Industry reports decreases in assets under management for both mutual funds and ETFs
For those who’ve been watching the market stress caused by the developing COVID-19 pandemic, the latest monthly statistics report from the Investment Funds Institute of Canada (IFIC), showing figures for February, might not seem so surprising.
Sales rose, but assets fell
According to the IFIC report, Canadian mutual fund net sales amounted to $8.2 billion in February, a substantial jump from around $6 billion in January net sales. Last month’s sales record included roughly $3.5 billion for balanced funds, $318 million for equity funds, and $2.9 billion for bond funds.

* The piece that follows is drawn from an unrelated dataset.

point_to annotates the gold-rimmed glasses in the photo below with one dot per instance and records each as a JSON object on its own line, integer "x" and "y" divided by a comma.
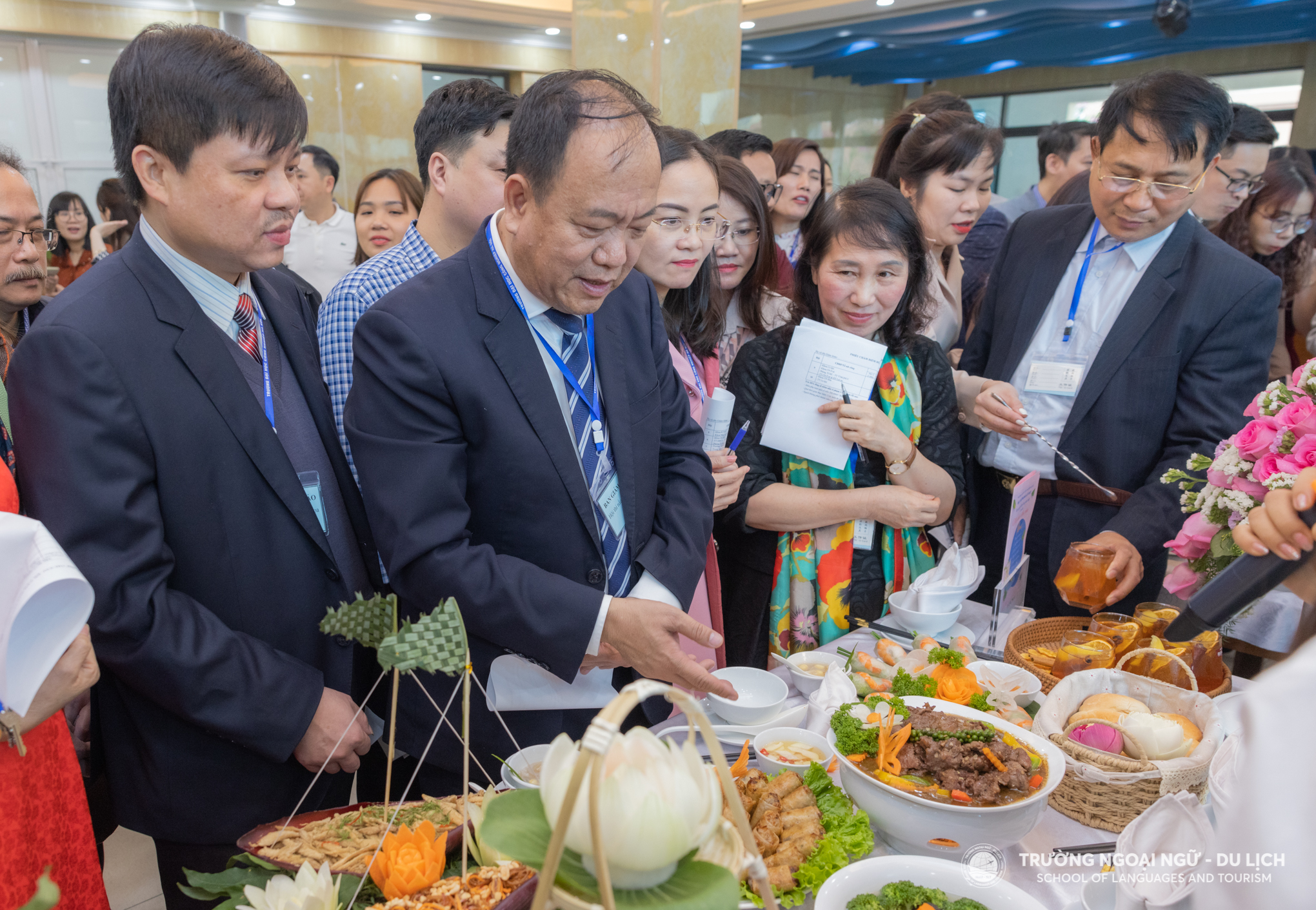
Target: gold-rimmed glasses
{"x": 1156, "y": 190}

However, net assets in Canadian mutual funds declined by $51.2 billion, or 3.1%, compared to January. Month-on-month declines included a reduction from $835.5 billion to $812.7 billion among balanced funds; from $537.9 billion to $506.6 billion for equity funds; and $227.1 billion to $224.6 billion for bond funds.
ETFs, meanwhile, saw net sales of $8.5 billion last month, more than double the $3.7 billion recorded in February. That included $264 million net sales for balanced funds, $4.9 billion for equity funds, and $2.8 billion for bond funds.

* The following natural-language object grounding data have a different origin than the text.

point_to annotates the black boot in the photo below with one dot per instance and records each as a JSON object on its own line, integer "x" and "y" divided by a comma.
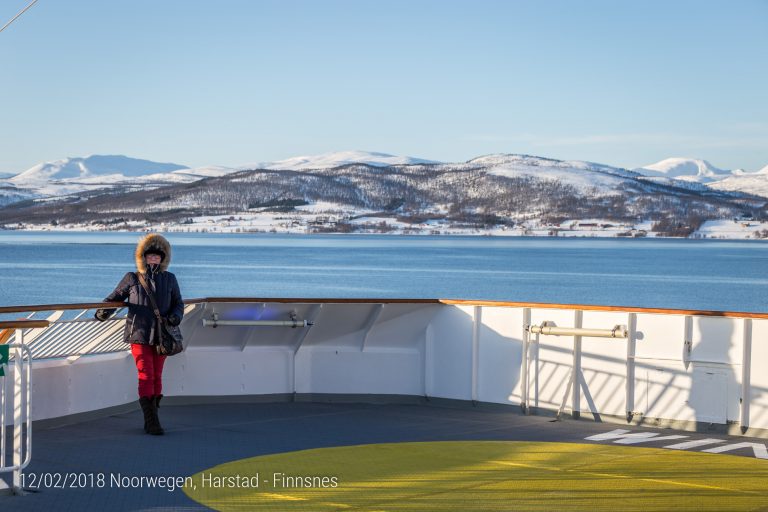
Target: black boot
{"x": 151, "y": 422}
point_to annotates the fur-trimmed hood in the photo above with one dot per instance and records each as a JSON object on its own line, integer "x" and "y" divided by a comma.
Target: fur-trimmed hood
{"x": 152, "y": 241}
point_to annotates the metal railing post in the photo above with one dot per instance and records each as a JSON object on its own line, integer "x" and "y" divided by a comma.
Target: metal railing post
{"x": 526, "y": 345}
{"x": 746, "y": 375}
{"x": 17, "y": 409}
{"x": 576, "y": 372}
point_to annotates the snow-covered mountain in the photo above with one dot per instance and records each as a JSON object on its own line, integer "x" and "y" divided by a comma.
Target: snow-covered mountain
{"x": 336, "y": 159}
{"x": 686, "y": 169}
{"x": 117, "y": 173}
{"x": 582, "y": 175}
{"x": 94, "y": 166}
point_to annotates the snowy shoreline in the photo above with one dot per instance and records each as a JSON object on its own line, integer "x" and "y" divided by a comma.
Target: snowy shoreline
{"x": 268, "y": 224}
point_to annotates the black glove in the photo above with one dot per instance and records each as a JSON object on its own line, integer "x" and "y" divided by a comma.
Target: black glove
{"x": 103, "y": 314}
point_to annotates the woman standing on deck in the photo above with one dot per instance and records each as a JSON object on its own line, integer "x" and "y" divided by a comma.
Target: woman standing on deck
{"x": 153, "y": 255}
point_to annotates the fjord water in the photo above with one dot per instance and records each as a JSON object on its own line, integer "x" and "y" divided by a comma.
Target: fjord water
{"x": 54, "y": 268}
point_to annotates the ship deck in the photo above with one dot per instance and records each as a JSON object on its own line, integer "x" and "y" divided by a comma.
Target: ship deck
{"x": 201, "y": 436}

At the same time, ETF assets dipped from $211 billion in January to $210.3 billion in February. Balanced fund assets went from $5.2 billion to $5.3 billion; equity from $128.5 billion to $124.6 billion; and bond funds from $68.4 billion to $71.2 billion.
Same story in the States
The IFIC figures mirror those in a new report from Cerulli Associates. Drawing from Morningstar data, it found that over US$775 billion were wiped out of U.S. mutual fund strategies in February, a single-month decline of nearly 5%. That came despite net inflows into both active (US$7.4 billion) and passive (US$7.8 billion) mutual fund strategies.

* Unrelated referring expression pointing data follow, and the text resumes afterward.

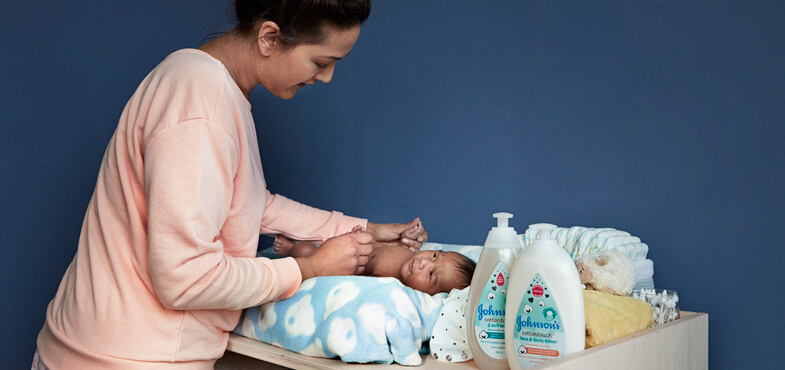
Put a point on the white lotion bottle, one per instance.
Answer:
(487, 295)
(545, 315)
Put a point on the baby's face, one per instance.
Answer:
(431, 271)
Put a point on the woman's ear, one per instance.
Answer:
(267, 38)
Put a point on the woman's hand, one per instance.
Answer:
(410, 235)
(342, 255)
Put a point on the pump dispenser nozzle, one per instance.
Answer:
(502, 235)
(502, 219)
(543, 230)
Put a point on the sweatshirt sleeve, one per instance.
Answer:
(301, 222)
(189, 171)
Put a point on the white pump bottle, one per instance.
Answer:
(545, 314)
(487, 295)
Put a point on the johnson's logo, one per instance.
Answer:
(537, 291)
(520, 324)
(488, 311)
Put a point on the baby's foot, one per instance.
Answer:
(283, 245)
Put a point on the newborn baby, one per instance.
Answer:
(427, 271)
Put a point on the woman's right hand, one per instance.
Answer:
(342, 255)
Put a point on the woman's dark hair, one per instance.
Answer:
(301, 21)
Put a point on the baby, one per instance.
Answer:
(427, 271)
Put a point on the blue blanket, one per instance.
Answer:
(355, 318)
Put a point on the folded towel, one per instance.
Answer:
(610, 317)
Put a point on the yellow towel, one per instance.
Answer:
(610, 317)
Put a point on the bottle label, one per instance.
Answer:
(539, 333)
(489, 318)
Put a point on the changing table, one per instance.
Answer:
(682, 344)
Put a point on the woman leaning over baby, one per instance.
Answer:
(166, 256)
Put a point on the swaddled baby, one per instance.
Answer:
(427, 271)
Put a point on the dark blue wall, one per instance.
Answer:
(663, 119)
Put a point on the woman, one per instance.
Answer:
(166, 254)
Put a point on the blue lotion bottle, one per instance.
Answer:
(485, 313)
(545, 315)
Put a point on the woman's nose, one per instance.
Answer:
(326, 75)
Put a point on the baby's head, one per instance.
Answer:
(437, 271)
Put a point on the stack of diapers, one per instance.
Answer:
(579, 241)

The asset decline was worse for U.S.-based ETFs, whose AUMs dropped nearly 7% to US$4.1 trillion. While net flows into the vehicles stayed in positive territory with US$11.5 billion in inflows, Cerulli noted that they were much lower than the average monthly net flow of roughly US$45 billion over the previous five months.
“A key focus for the ETF industry during this period of market volatility will be the ability of fixed-income ETFs to trade close to their NAVs,” the report said. It’s been a good news-bad news situation, as the ETFs have so far remained liquid but have also diverged from their NAVs by several per cent over the past few weeks.
“It remains to be seen if this is interpreted as a feature (ETFs can be sold intraday at a market-appraised price) or a bug (a selling price below NAV),” Cerulli said.